After the U.S. Supreme Court recently affirmed that states could reapportion themselves at any time, Louisiana has a strong case to do so with its Legislature as a result of the hurricane disasters of 2005 which has caused the state’s population to lose at present as many as 300,000 people and has dramatically shifted population patterns within it.

On the one hand, for representative democracy to actually be so, equiproportionality must exist among these districts, or else rotten burroughs spoil things. On the other hand, the statistical basis on which to do so is fleeting unless the state commits a good chunk of change to carrying out some kind of census.

While some may contend the wide variances in district populations must be tolerated until the next federal census and the 2011 election cycle, there is some middle ground here. The need is obvious; for example, turnout in the 2006 primary in New Orleans’ flood-ravaged District E was nearly half that of the 2002 primary turnout, down about 20 percent, even with heroic get-out-the-vote efforts funded by state taxpayers.

The state should proceed by petitioning to the Department of Justice that the state use registered voters as the basis on which to reapportion during the 2007 session for that election cycle only, based upon the Court’s 1966 ruling in Burns v. Richardson. There, the court allowed Hawai’i to do just this until the 1970 census information became available because of a large transient population.
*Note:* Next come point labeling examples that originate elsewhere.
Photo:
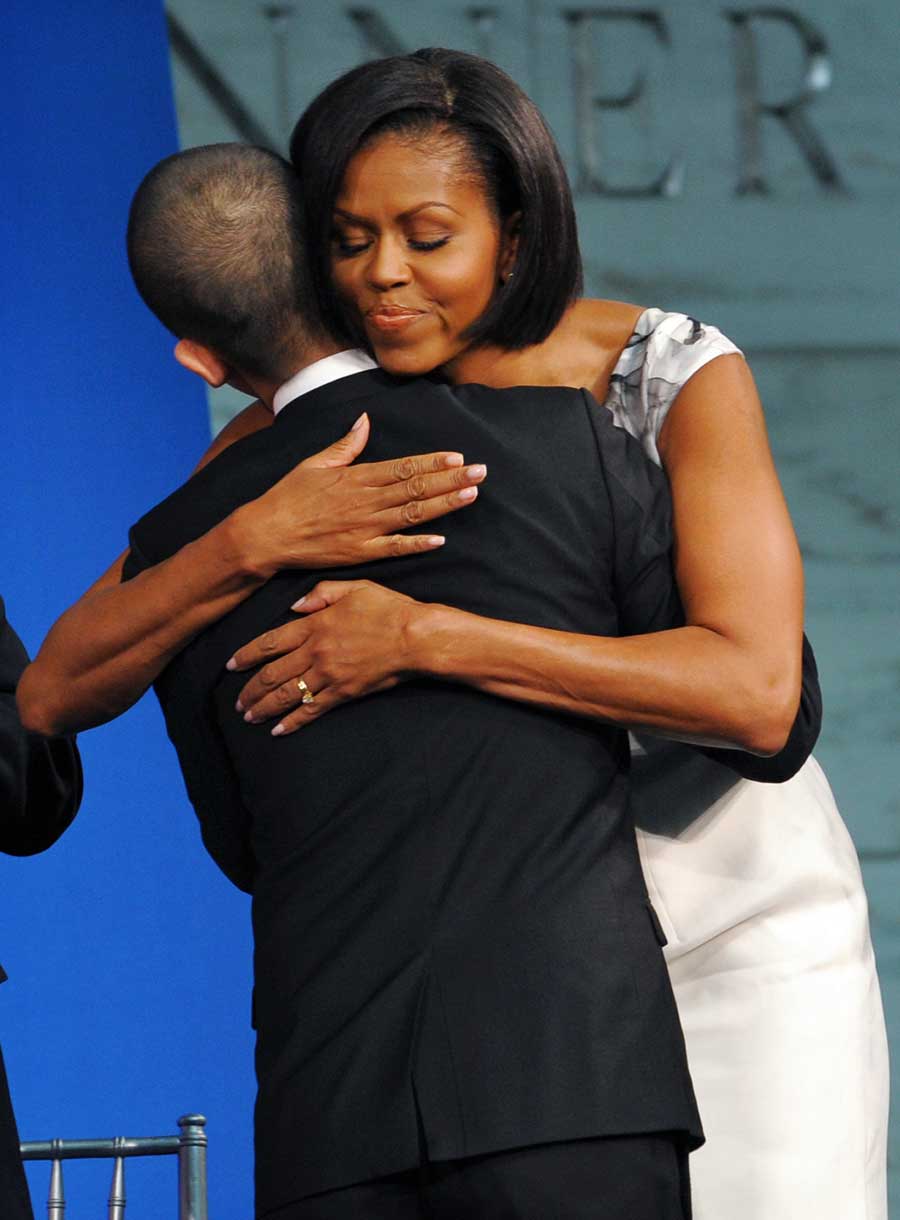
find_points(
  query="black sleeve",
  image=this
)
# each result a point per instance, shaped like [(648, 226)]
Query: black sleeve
[(40, 777), (800, 742), (648, 594)]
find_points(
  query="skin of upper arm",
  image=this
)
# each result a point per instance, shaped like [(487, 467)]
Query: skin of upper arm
[(737, 559), (251, 419)]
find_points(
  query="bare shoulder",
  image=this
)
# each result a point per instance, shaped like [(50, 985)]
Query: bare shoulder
[(248, 421), (604, 322), (595, 332)]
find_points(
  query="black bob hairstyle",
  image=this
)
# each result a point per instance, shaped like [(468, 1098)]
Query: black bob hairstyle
[(512, 151)]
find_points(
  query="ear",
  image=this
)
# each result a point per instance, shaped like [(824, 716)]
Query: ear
[(203, 361), (509, 245)]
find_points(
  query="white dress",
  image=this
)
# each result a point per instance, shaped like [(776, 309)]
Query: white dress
[(759, 891)]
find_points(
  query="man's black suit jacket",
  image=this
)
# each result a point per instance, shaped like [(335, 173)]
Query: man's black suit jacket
[(40, 787), (454, 948)]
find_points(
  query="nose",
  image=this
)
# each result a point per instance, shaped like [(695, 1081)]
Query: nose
[(387, 266)]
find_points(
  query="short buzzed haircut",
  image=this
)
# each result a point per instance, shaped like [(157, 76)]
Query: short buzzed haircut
[(216, 253)]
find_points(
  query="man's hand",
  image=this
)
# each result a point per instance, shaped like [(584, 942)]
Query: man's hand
[(354, 639), (326, 513)]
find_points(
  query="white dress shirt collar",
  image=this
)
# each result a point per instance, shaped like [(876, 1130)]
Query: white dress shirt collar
[(320, 373)]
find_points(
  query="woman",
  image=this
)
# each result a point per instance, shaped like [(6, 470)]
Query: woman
[(731, 526), (757, 886)]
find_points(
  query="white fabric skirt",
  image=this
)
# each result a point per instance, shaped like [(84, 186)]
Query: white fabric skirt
[(759, 891)]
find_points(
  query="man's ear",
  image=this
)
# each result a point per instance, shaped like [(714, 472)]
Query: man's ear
[(203, 361), (509, 245)]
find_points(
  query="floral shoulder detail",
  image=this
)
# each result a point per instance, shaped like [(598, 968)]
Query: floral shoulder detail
[(662, 354)]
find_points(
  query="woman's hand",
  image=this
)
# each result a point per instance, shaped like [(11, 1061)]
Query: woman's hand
[(326, 513), (354, 639)]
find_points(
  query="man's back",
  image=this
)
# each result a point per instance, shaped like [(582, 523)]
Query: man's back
[(453, 940)]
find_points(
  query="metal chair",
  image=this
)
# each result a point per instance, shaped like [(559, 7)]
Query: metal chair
[(189, 1146)]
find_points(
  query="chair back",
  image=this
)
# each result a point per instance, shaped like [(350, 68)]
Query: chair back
[(189, 1146)]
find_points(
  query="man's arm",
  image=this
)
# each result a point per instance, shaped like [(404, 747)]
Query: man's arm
[(103, 654), (40, 780)]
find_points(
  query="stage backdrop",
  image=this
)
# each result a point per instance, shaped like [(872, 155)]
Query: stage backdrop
[(128, 954)]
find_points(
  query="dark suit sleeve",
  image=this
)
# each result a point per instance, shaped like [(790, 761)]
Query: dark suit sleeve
[(40, 777), (648, 597), (804, 735)]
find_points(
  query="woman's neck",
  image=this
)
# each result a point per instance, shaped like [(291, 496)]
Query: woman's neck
[(582, 350)]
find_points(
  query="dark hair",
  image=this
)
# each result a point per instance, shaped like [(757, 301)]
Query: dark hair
[(216, 253), (514, 153)]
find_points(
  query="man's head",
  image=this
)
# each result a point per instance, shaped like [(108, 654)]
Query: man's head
[(216, 253)]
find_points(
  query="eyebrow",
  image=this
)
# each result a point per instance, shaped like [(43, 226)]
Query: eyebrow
[(403, 216)]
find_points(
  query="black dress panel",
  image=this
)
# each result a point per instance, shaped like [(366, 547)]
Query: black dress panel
[(454, 949)]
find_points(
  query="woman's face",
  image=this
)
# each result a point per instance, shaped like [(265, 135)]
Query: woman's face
[(417, 250)]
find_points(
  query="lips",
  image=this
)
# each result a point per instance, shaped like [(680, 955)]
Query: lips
[(393, 319)]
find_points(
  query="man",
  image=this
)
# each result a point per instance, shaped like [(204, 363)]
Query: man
[(361, 1007), (399, 1059), (40, 788)]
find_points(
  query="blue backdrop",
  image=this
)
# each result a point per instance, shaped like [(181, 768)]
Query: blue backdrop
[(128, 954)]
In this instance, citizen displacement and the influx of a transient population because of the hurricanes should merit similar treatment.

If pre-clearance is granted by Justice, the new districts could be in place by next July at minimal expense. That’s still about two months before qualifying, leaving plenty of time for campaigning in the new districts.

Whether political considerations will allow this to happen is another matter. But fairness to the citizenry dictates that the state makes the effort to ensure that all voices get heard equally, justifying the redistricting.